I don't know if
@OCC7N is genuinely asking a question, or is he making a statement, I am going to assume he is genuinely asking a question.
The issue of latency recently came up on ASR with hugo2, and a member actually measured latencies of various DACs, including Hugo2.
On ASIO USB input , for stability, the tester had to use 128 frames buffer minimum (a very low figure) and his results were these:
You can see that latencies vary from about 15ms to 0ver 40ms for other DACs and Hugo2 being highest at over 60ms.
So if
@OCC7N needs no more than 10ms, USB is out of question! USB is Asynchronous and there is an ASIO buffer involved.
No luck there.
The tester, then, did another test with SPDIF interface. Optical (or coax) are synchronous interfaces, so there are no USB buffers involved. the results were:
Here you get no latency with chip-based DACs (Topping or RME), but Hugo2 is at 35ms.
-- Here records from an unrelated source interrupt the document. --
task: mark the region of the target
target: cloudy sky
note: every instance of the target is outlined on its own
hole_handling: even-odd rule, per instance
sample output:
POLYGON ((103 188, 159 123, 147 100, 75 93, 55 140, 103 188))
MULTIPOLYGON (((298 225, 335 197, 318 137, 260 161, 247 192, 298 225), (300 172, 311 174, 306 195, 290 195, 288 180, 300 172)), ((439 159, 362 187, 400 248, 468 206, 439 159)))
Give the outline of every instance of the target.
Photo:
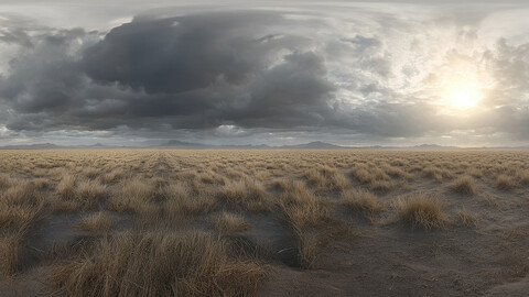
POLYGON ((43 2, 0 1, 0 145, 529 144, 526 1, 43 2))

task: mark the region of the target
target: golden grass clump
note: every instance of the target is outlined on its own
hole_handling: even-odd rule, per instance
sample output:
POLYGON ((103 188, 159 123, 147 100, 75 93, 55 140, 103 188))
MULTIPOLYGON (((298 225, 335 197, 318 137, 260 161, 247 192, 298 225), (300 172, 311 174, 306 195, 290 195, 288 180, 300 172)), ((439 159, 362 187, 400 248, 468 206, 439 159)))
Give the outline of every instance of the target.
POLYGON ((50 278, 68 296, 255 296, 266 266, 228 251, 203 232, 125 232, 57 266, 50 278))
POLYGON ((305 178, 312 186, 316 188, 324 189, 327 187, 327 178, 323 175, 322 172, 312 168, 305 173, 305 178))
POLYGON ((373 215, 381 209, 377 196, 364 189, 350 189, 344 191, 339 202, 353 211, 373 215))
POLYGON ((112 184, 119 182, 125 176, 125 170, 122 168, 117 168, 101 176, 101 183, 112 184))
POLYGON ((21 233, 0 237, 0 275, 12 276, 19 271, 22 240, 21 233))
POLYGON ((229 212, 217 216, 214 223, 220 235, 231 235, 250 229, 250 224, 241 216, 229 212))
POLYGON ((424 194, 400 198, 395 206, 399 220, 410 228, 430 230, 441 228, 446 222, 439 200, 424 194))
POLYGON ((506 174, 500 174, 496 177, 496 187, 504 190, 510 190, 516 187, 516 183, 506 174))
POLYGON ((474 182, 474 178, 471 176, 462 176, 457 178, 452 185, 451 185, 452 190, 458 194, 464 194, 464 195, 476 195, 477 189, 476 189, 476 184, 474 182))
POLYGON ((471 228, 476 227, 478 220, 476 215, 472 213, 465 208, 457 210, 457 219, 460 221, 460 224, 471 228))
POLYGON ((107 195, 107 187, 97 180, 80 180, 75 187, 75 195, 86 208, 95 208, 107 195))
POLYGON ((218 197, 229 209, 266 212, 270 208, 267 191, 260 183, 251 179, 227 182, 218 197))
POLYGON ((328 202, 302 182, 293 182, 277 204, 294 228, 317 227, 330 218, 328 202))
POLYGON ((107 204, 109 210, 141 211, 154 199, 155 186, 140 178, 123 179, 117 185, 115 195, 107 204))
POLYGON ((82 231, 107 234, 116 223, 116 218, 108 211, 91 213, 75 224, 75 228, 82 231))
POLYGON ((192 195, 185 184, 171 184, 163 189, 163 211, 171 220, 180 221, 183 217, 207 213, 217 206, 217 201, 208 196, 192 195))
POLYGON ((75 176, 69 174, 64 174, 55 191, 63 200, 74 199, 75 198, 75 176))
POLYGON ((0 189, 8 188, 11 185, 11 178, 8 174, 0 174, 0 189))
POLYGON ((13 179, 11 187, 0 194, 0 228, 25 230, 39 220, 43 209, 43 197, 34 185, 13 179))

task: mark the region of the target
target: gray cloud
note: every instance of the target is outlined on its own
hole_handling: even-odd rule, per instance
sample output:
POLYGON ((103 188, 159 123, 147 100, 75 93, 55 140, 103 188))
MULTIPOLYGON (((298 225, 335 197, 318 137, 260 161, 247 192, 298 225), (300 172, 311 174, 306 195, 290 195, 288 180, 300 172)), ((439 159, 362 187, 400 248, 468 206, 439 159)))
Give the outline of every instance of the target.
POLYGON ((441 51, 420 24, 453 25, 453 42, 467 44, 479 38, 489 10, 466 19, 451 12, 425 23, 374 12, 369 21, 352 20, 353 29, 323 13, 270 11, 145 14, 108 33, 11 21, 0 43, 20 53, 0 76, 0 128, 152 138, 311 131, 373 140, 453 131, 529 138, 528 45, 499 40, 471 54, 441 51), (380 28, 371 28, 374 20, 380 28), (421 61, 434 50, 439 61, 421 61), (483 100, 485 110, 443 113, 414 89, 431 84, 450 55, 493 74, 498 86, 483 100))

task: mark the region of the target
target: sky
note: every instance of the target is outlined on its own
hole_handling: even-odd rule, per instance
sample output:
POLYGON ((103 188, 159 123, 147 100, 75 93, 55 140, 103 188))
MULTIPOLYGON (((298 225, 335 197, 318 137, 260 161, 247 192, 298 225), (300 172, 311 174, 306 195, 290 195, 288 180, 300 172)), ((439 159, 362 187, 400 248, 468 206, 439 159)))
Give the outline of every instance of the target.
POLYGON ((529 144, 527 1, 285 2, 0 0, 0 145, 529 144))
Two reasons for this latency:
- Chord uses a small buffer on SPDIF to make sure it locks to the signal and reclock the signal (my understanding, correct me).
- Chord uses a long tap reconstruction filter, it has to look into the
future and
past to do its calculations to generate the inner samples, so it has to buffer.
The more taps, the larger the latency, as much as 660ms on mScaler, and 100ms on Dave.
Again, bear in mind that a software music player plus USB latencies together can be close to 150ms alone, on default settings. This is in addition to any latencies a DAC may have.
So, if
@OCC7N requires no higher latency than 10ms (for any reason) , then the answer is clear:
Use a chip-based DAC with SPDIF connection,
period.
Of course, this is not a shortcoming of Chord DACs.
Its like saying, A Porsche is out of question, I need to carry 2 tons of bricks with my car!
The Porsche is made for a different use.